Кеша не умел жить. Он ставил на газ чайник, приседал на зелёный табурет с прожжённым следом от сковородки. Стоять без ортопедического ботинка было неудобно. Случилось это на четвёртом курсе, когда они были в колхозе на уборке зерна. Он неудачно спрыгнул с кузова грузовика и угодил пяткой на камень. В райцентровской больнице наложили гипс, а второй перелом не заметили. Когда же через полгода всё выяснилось, изменить что-либо было невозможно. Кеша долго ходил с костылями, потом хромал. Пришлось брать академический отпуск, подбирать специальную обувь, учиться ходить заново.

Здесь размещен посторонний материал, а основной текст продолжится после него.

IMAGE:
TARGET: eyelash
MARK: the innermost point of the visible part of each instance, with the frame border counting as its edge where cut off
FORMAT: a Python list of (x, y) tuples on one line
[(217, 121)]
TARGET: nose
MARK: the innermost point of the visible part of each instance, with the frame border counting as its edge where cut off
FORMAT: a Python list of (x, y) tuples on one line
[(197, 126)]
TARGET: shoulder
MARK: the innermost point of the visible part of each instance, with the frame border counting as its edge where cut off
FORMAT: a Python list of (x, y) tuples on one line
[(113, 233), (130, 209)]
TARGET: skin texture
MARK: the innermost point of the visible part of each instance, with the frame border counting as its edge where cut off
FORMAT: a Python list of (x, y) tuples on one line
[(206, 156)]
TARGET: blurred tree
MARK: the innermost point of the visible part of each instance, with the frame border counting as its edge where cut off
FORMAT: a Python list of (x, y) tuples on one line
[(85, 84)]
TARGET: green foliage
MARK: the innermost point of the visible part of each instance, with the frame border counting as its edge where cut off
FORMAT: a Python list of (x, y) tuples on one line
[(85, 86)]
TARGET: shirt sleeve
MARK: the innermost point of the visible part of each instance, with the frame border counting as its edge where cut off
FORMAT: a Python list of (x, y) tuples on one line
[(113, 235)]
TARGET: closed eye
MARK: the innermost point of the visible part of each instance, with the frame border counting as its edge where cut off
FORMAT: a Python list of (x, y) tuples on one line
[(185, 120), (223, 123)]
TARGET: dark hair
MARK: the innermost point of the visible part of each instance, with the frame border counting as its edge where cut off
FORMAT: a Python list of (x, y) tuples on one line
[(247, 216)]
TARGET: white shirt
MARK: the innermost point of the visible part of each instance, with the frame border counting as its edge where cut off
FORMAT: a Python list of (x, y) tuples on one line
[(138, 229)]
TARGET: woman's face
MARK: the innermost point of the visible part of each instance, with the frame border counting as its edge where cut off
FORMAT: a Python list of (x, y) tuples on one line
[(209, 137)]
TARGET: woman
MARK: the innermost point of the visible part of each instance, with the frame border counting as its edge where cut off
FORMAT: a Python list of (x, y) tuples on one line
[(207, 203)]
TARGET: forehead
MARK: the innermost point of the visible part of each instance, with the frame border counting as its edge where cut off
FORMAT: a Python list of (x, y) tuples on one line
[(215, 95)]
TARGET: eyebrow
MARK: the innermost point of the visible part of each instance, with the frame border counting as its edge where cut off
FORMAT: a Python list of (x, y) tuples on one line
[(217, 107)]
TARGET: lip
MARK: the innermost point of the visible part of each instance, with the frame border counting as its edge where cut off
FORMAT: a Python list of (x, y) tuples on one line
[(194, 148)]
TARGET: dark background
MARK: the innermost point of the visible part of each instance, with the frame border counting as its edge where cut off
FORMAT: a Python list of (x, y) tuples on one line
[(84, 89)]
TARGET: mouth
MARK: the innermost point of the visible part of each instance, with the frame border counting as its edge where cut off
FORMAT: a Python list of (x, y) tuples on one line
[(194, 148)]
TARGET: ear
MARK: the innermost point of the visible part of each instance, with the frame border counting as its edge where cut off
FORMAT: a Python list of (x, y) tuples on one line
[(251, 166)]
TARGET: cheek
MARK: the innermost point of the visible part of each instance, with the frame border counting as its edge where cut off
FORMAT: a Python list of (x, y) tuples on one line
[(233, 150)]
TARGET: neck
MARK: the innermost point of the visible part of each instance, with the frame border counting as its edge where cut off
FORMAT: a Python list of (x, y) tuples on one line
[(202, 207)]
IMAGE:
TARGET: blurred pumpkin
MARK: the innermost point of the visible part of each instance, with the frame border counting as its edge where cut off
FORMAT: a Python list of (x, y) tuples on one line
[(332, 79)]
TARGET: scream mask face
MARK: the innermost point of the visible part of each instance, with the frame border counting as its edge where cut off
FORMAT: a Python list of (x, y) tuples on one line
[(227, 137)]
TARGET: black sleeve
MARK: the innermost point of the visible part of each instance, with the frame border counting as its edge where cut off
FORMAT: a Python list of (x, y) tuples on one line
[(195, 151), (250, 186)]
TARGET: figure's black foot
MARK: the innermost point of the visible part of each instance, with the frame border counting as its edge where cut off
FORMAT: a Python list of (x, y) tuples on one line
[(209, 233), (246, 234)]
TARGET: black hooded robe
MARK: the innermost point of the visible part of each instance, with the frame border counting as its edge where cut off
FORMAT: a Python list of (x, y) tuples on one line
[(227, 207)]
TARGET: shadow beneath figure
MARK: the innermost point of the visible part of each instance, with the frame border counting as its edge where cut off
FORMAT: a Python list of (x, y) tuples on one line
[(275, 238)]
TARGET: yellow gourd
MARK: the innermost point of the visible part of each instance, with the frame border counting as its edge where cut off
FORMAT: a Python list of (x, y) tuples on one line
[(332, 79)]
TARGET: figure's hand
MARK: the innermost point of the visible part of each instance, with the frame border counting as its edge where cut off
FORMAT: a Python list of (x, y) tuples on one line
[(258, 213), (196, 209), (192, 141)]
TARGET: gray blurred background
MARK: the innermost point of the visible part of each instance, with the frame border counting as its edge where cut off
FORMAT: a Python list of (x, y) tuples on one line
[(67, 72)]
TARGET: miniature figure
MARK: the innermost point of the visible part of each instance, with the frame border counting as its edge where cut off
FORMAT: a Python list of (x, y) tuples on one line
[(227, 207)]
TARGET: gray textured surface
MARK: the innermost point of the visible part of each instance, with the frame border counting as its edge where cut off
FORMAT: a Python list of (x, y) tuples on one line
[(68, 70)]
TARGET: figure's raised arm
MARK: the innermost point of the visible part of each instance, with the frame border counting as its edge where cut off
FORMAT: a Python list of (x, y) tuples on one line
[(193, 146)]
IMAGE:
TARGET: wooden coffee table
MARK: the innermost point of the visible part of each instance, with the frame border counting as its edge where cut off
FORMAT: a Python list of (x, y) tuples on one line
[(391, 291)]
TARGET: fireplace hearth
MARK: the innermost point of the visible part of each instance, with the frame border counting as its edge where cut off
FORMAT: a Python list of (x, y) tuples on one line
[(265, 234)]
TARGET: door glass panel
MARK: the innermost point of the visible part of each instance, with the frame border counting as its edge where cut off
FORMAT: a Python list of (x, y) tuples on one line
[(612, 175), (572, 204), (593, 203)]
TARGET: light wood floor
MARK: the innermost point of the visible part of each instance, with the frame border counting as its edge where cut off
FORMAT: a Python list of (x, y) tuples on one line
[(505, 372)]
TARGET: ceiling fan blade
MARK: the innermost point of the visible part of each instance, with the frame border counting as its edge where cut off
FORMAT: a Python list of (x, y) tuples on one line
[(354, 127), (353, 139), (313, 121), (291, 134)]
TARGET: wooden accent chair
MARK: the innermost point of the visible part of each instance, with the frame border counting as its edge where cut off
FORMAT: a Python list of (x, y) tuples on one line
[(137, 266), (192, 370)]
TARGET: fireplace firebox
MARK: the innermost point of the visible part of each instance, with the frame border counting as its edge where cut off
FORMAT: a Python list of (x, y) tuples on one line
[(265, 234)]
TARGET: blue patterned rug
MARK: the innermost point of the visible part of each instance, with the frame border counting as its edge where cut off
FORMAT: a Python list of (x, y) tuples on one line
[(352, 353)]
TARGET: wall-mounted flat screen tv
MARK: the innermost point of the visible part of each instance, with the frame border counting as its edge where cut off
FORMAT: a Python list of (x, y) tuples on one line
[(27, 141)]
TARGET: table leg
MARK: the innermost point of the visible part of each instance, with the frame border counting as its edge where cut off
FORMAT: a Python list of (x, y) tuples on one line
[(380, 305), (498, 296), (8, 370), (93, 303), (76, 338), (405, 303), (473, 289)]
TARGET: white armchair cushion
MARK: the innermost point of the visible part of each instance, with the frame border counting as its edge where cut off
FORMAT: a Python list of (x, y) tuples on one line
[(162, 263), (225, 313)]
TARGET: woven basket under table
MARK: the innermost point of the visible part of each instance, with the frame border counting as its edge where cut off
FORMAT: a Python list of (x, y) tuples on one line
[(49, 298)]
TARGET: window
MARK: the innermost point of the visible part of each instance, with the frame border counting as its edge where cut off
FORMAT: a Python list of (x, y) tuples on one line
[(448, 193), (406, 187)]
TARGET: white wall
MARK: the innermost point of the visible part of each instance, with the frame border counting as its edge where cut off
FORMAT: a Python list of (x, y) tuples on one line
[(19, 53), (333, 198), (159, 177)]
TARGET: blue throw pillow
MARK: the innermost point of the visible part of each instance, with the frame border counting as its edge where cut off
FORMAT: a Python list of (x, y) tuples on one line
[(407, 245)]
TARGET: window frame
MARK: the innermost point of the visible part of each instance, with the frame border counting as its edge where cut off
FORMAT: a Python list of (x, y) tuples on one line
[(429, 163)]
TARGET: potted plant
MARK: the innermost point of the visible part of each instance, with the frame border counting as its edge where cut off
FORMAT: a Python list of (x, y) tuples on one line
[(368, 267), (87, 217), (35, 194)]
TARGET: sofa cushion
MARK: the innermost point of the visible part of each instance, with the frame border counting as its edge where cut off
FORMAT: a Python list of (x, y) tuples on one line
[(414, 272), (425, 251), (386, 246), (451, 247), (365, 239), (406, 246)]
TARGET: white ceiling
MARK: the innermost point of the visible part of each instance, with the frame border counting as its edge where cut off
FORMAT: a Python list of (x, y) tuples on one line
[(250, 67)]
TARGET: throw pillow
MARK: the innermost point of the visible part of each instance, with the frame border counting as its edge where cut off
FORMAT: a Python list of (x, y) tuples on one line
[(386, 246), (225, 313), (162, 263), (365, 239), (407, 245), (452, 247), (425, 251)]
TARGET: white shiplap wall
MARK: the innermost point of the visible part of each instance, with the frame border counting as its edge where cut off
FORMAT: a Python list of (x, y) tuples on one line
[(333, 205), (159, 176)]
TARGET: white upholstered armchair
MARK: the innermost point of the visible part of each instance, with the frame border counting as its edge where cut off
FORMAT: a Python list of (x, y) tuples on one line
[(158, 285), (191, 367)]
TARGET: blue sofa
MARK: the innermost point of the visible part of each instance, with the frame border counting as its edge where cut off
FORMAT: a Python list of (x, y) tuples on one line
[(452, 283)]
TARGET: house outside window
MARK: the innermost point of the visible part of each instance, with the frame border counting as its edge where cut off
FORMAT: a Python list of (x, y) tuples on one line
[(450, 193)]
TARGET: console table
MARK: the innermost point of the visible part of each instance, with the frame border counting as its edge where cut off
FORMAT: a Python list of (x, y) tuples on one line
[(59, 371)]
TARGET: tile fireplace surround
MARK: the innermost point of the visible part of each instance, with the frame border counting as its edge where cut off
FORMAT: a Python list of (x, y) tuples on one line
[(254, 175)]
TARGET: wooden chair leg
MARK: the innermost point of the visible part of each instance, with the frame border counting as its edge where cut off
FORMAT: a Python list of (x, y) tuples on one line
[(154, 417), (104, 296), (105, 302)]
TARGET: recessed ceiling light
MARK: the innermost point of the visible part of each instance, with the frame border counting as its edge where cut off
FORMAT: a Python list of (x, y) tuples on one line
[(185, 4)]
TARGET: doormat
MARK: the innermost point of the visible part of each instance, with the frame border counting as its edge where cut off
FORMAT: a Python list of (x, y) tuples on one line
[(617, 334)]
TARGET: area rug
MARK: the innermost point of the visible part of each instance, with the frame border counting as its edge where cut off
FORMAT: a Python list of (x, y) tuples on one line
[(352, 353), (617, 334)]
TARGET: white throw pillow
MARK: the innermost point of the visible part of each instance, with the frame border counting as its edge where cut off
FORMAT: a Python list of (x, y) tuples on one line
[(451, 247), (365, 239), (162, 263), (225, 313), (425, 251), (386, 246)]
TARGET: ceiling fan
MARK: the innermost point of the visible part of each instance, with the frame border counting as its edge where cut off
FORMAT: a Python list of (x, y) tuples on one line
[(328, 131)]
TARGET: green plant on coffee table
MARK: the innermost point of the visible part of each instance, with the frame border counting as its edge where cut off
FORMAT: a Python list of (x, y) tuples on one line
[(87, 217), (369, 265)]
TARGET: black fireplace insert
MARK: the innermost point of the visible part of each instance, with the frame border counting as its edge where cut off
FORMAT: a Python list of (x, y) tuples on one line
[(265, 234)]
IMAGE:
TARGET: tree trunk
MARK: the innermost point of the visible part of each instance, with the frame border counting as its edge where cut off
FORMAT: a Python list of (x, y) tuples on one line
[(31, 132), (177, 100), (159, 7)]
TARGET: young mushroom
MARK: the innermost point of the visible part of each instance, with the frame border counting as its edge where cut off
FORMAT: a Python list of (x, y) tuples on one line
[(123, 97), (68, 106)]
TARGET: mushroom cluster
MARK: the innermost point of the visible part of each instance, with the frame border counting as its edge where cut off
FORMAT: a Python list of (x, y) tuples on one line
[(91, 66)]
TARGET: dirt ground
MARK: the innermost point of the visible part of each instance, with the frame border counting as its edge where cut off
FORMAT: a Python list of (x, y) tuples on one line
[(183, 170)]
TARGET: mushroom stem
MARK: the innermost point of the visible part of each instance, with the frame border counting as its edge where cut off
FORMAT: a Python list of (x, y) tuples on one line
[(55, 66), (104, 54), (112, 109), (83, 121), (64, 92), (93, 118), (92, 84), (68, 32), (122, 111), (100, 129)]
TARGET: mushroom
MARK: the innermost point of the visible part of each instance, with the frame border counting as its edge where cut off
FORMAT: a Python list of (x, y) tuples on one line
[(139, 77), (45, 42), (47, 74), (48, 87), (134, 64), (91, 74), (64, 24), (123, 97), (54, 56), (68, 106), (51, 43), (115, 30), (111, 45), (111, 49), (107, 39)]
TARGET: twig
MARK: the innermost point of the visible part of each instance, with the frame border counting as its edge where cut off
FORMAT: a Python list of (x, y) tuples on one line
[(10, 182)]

Он всегда чего-то ждал. В детстве ждал, когда мамка с папкой разбогатеют и купят ему велосипед. Не купили… В студенчестве ждал, когда встретит хорошую девчонку – не встретил. Работу хотел хорошую и денежную – не нашлась.

Когда Кеше тихо исполнилось сорок, он понял, что всем его ожиданиям, как видно, не суждено сбыться. Тогда он стал ждать каждый день, чтобы радоваться тому, что он просто есть.

Люди пролистывают свои дни, часто не задумываясь над тем, какой он был? Почему прошёл именно так? Что принёс? Часто полагая, что хорошо только то, что материально либо эквивалентно деньгам.

А если день принёс спокойствие каждой клеточке внутри тебя? Это хороший день? Или тебе вдруг стало понятно, что то, над чем ты мучительно думал всё прожитое время, очевидно. Разве этот день – не подарок? Тем более, если встретился хороший человек, разве этот день прошёл напрасно? Кеша хотел бы заработать много денег, но не знал, как это сделать. Галька с пятью классами знала, а Кеша – нет…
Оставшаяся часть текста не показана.